15.11.13
widoki z okna autobusu…pola ryżowe? |
w drodze do Puerto |
Po tygodniu z karaluszkami i 6h w autobusie bez klimy z pełnym składem lokalsowej ekipy fundujemy sobie chwile luksusu w pokoju z łazienką (!) w Puerto Prinsesa w art house Banwa, w którym byliśmy poprzednio, acz w dormitorium. Roooozkosznie jest! Udało mi się nawet zmyć odżywkę z włosów, czuję prawie jak w SPA 🙂
Otóż fajną rzecz podróżowanie bez luksusów robi z ludźmi. Docenia się takie małe smaczki życia, które masz w domu z automatu, na co dzień. W rankingu hitów cywilizacji białego człowieka prowadzą: toaleta z sedesem (nie z dziurą), spłuczka w owej toalecie (nie wiaderko i kubełek), minimalne ciśnienie pod prysznicem (zimna woda to standard nawet w hotelu, ale przy tych temperaturach nie przeszkadza 🙂 ). I brak moich wiernych przyjaciół karaluszków i jaszczurek oczywiście 🙂 można się nawet kawy mrożonej napić. Czujemy się jak na wypasionym all inclusive :))) chyba zostaniemy jeszcze na jedną noc, a co!
4 komentarze
dziecko ja wogole nie rozumie twoich problemów z karaluszkami, przeciez to twoi starzy znajomi. zapomniałas juz czym karmiłaś w Słupsku swoje żółwie wodne?

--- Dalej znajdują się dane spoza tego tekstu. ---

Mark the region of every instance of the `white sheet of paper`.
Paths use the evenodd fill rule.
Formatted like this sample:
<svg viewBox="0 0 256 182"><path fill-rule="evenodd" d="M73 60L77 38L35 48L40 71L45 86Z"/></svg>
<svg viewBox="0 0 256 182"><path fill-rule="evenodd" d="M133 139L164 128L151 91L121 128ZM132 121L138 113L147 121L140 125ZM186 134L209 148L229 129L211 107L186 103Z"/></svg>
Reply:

mialas dzisiaj dzwonić. pol nocy przesiedziala przed komputerem gapiąc sie w okienko skypa
czekałam do północy czyli do Waszej 17 i poszłam spać, pisałam tacie żebyście weszli na skype jak tylko wrócicie z pracy. Będziesz dziś? Pamiętaj, u nas 6h do przodu 🙂
dziecko, o tym że bedziesz sie chciała łączyć mówiła mi ola …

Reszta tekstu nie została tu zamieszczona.